As for AARGM, it is a new seeker on the old HARM airframe that can find a radar than has been secured, even a mobile radar, and destroy it. The old tactic of shutting off the radar to avoid the anti-radiation missile will be useless. HARM in fact can hit the last known position of a radar after it has been secured, AARGM expands this to find and nail moving radars or radars that were never turned on. By the way, the Serbs lost almost all of their search radars to HARM, their air defense system was completely disabled. Nato could fly all over Serbia with impunity and lost only two aircraft in that conflict. Credit HARM shooters and the EA-6B working together as a team. Today it would be the E/F/A-18G and AARGM.
Aegis will then track both the targets coming in and the missiles outbound on their intercept tracks. If necessary, the AN/SPY-1 radar, not a data link but the actual radar transmitter, can communicate an updated waypoint to a missile. This is nothing like the data links necessary to send steering commands to a missile like S-300 or Patriot PAC 1 and PAC 2 which use TVM. On those the missile's antenna reads the reflections of the ground radar off the target much as a semi-active radar does but then relays this information to the ground fire control unit, which in turn reads this data and sends each missile it's steering commands.

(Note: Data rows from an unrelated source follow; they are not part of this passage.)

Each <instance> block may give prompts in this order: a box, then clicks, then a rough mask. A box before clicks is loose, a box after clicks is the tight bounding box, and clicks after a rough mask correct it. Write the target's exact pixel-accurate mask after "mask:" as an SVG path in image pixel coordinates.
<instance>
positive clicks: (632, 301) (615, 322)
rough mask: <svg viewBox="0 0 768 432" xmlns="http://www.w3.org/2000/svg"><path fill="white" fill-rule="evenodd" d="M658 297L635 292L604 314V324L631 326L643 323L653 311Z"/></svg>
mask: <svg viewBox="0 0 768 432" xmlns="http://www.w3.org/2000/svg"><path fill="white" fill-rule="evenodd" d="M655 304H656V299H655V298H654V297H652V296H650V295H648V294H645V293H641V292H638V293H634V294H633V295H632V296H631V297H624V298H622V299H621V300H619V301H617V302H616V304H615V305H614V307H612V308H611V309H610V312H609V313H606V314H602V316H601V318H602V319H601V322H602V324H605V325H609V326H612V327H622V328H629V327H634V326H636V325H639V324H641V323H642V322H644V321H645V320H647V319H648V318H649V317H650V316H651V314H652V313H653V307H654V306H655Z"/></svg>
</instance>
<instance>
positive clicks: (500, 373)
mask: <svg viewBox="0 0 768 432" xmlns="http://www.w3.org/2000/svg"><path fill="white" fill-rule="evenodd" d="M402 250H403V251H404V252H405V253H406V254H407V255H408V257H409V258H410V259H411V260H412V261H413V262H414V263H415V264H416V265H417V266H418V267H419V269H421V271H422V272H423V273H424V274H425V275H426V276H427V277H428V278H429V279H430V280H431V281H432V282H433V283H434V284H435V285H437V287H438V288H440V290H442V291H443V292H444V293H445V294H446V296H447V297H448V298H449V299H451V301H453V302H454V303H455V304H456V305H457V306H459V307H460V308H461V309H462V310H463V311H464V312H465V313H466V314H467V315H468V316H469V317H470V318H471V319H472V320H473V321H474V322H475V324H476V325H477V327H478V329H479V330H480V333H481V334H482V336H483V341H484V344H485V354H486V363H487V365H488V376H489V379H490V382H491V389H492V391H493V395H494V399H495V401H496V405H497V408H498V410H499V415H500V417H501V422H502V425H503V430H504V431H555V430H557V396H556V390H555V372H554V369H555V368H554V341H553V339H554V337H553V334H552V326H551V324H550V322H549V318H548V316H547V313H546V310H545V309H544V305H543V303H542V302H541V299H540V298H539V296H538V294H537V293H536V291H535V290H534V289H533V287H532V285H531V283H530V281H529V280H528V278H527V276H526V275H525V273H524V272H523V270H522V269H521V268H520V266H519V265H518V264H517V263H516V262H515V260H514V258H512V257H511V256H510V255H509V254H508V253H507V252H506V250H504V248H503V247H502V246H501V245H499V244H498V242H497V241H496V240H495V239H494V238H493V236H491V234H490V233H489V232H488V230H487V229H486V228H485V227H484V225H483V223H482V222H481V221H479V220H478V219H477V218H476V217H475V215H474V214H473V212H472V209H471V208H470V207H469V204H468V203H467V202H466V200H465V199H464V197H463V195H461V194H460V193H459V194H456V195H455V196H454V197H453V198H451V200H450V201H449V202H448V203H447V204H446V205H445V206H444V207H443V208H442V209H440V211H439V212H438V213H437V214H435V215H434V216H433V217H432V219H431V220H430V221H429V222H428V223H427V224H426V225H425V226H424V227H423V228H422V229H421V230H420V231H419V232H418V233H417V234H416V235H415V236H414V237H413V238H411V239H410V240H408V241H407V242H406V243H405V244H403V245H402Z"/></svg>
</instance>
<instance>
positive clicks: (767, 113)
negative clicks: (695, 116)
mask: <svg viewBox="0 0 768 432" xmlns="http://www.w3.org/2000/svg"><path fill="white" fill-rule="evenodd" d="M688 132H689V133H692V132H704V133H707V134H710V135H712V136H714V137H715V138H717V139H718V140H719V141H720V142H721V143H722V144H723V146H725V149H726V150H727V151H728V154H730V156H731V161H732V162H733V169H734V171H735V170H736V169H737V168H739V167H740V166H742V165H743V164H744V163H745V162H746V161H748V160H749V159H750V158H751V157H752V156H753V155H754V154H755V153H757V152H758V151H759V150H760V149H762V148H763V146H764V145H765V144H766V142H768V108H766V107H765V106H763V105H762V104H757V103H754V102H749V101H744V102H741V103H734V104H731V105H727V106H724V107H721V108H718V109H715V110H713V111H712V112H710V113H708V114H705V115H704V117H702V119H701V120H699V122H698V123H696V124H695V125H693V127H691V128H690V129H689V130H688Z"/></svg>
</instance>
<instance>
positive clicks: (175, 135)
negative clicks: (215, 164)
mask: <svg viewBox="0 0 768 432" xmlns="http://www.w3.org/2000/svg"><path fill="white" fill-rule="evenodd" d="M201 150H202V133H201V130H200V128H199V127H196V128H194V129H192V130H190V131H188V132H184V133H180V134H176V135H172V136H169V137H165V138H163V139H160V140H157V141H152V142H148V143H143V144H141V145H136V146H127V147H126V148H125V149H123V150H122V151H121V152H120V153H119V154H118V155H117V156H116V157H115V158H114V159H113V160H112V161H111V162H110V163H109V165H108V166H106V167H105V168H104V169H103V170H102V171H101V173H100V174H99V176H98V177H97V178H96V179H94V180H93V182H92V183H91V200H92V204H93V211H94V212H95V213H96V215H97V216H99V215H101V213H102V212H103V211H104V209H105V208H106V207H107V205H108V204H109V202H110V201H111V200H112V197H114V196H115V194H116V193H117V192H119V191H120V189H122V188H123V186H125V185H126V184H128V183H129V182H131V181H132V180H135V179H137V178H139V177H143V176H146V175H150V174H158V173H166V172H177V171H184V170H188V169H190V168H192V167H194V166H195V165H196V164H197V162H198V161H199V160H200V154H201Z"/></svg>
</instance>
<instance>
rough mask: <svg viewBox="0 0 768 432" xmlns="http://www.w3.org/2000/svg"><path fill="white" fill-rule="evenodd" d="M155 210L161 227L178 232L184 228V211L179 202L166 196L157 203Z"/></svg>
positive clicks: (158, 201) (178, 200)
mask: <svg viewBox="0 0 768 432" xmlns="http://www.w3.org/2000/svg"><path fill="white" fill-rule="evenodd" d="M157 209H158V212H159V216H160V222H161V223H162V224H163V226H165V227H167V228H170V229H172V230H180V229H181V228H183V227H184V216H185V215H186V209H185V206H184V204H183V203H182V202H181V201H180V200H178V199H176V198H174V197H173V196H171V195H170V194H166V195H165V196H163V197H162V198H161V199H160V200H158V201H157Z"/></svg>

Aegis is noting like this. Each missile flies autonomously to an inertial waypoint navigating from it's on-board INS.
Only for the final fraction of a second does a fire control radar ( the SPG ) illuminate the target so the missile can complete it's intercept. On Aegis ships the illuminators can illuminate several targets at once, allowing several intercepts per illuminator. Since the illuminators are not used for the duration of each engagement but rapidly switched from target to target, several hundred engagements may be managed ( and that is the term ) at the same time since they won't all complete at exactly the same moment.
As for AARGM, it is a new seeker on the old HARM airframe that can find a radar than has been secured, even a mobile radar, and destroy it. The old tactic of shutting off the radar to avoid the anti-radiation missile will be useless. HARM in fact can hit the last known position of a radar after it has been secured, AARGM expands this to find and nail moving radars or radars that were never turned on. By the way, the Serbs lost almost all of their search radars to HARM, their air defense system was completely disabled. Nato could fly all over Serbia with impunity and lost only two aircraft in that conflict. Credit HARM shooters and the EA-6B working together as a team. Today it would be the E/F/A-18G and AARGM.
Last edited:
And how is the AARGM suppose to know whether the radar even existed if it has never been switched on? I am not talking about switching the air defence systems on and then switch them off to avoid attacks, I am talking about not switching them on at all to keep the enemy in the dark about their number, location and technical characteristics.
The Serbs were forced to sacrifice some of their search radars to provide early warning inorder to protect vital targets as they did not have any passive detection systems and they did not have any home-on-jam weapons to engage SEAD aircrafts.